Não é um debate tático, mas estratégico de como iremos lidar com o enfrentamento junto ao estado racista e capitalista.
Não é possível jogar fora o acúmulo de negras e negros do conjunto da esquerda sobre o que significa o financiamento privado de campanha de quem é ligado intimamente ao poder econômico.
O que significou Armínio Fraga presidindo o Bacen durante o governo FHC para nós? O que significa os Moreira Salles serem ligados ao maior banco privado do Brasil e que não são meros homens brancos ricos, mas que fazem parte da estrutura do racismo brasileiro há décadas/séculos? Não estamos falando de quaisquer pessoas, mas de quem se beneficia da nossa exploração e opressão.
O lugar do enfrentamento político para os negros de esquerda socialista ameaça as nossas vidas e é preciso estar na conta quando fazemos esse debate, Talíria Petrone, deputada federal do PSOL, acabou de denunciar à ONU as ameaças que continua recebendo por conta do que representa politicamente e não é possível esquecer o enfrentamento que a bancada negra do PSOL-RJ faz frente Witzel, Crivella e as milícias. Sim, a esquerda precisa enfrentar cada vez com mais centralidade o que significa a luta antirracista dentro de suas estruturas e, principalmente, fora delas para que consigamos revolucionar a nossa realidade.

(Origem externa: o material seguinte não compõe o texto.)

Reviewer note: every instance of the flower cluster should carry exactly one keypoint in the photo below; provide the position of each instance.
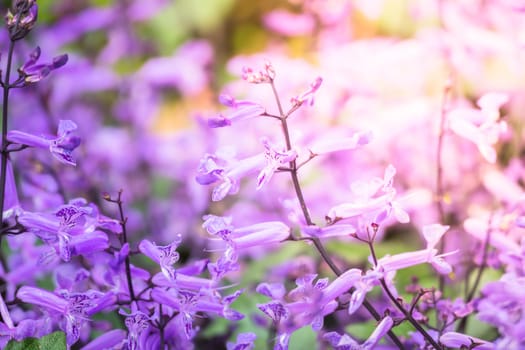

Entendo que as decisões existentes sobre o tema são fruto da formulação organizada dos negros organizados nos partidos e que disputam dia após dia a política antirracista com a branquitude para além dos momentos eleitorais. Não levar em conta isso, é colocar essa negritude num lugar de subserviência aos brancos que não existe.
Precisamos avançar o debate sobre participação política da nossa população nos espaços de decisão política do país. E isso se fará também com as cotas nos partidos, mas com cobrança junto ao Estado de garantia de espaço nas casas legislativas que decidem sobre as nossas vidas.
Lembrar que em 11 anos apenas com política de cotas para mulheres o número absoluto de parlamentares femininas nas casas legislativas do país não teve aumento substancial e que ainda se impera uma lógica do financiamento privado de campanha que aposta em homens, brancos e proprietários. É isso que precisamos romper.
Além disso, é preciso ser assegurado que nos espaços de decisão partidária existam pessoas negras para que realmente se pense um projeto de vida do povo negro que consiga pensar o conjunto da nossa população, já há partidos que tem isso instituído após muita luta, mas é preciso se aperfeiçoar cada vez mais. Não somos apenas figuras públicas, mas também formulamos e organizamos a política de mudança que acreditamos para disputar a sociedade.
Precisamos seguir o debate, mas com a compreensão que não é possível combater o racismo estrutural e o capitalismo se utilizando das ferramentas do capital e de quem opera a manutenção desse sistema e entendendo o que precisa realmente avançar pra combater o racismo existente no cotidiano da política.
*Militante do Movimento Negro e do Partido Socialismo e Liberdade em São Paulo (SP) e fundadora do Núcleo de Consciência Negra da USP.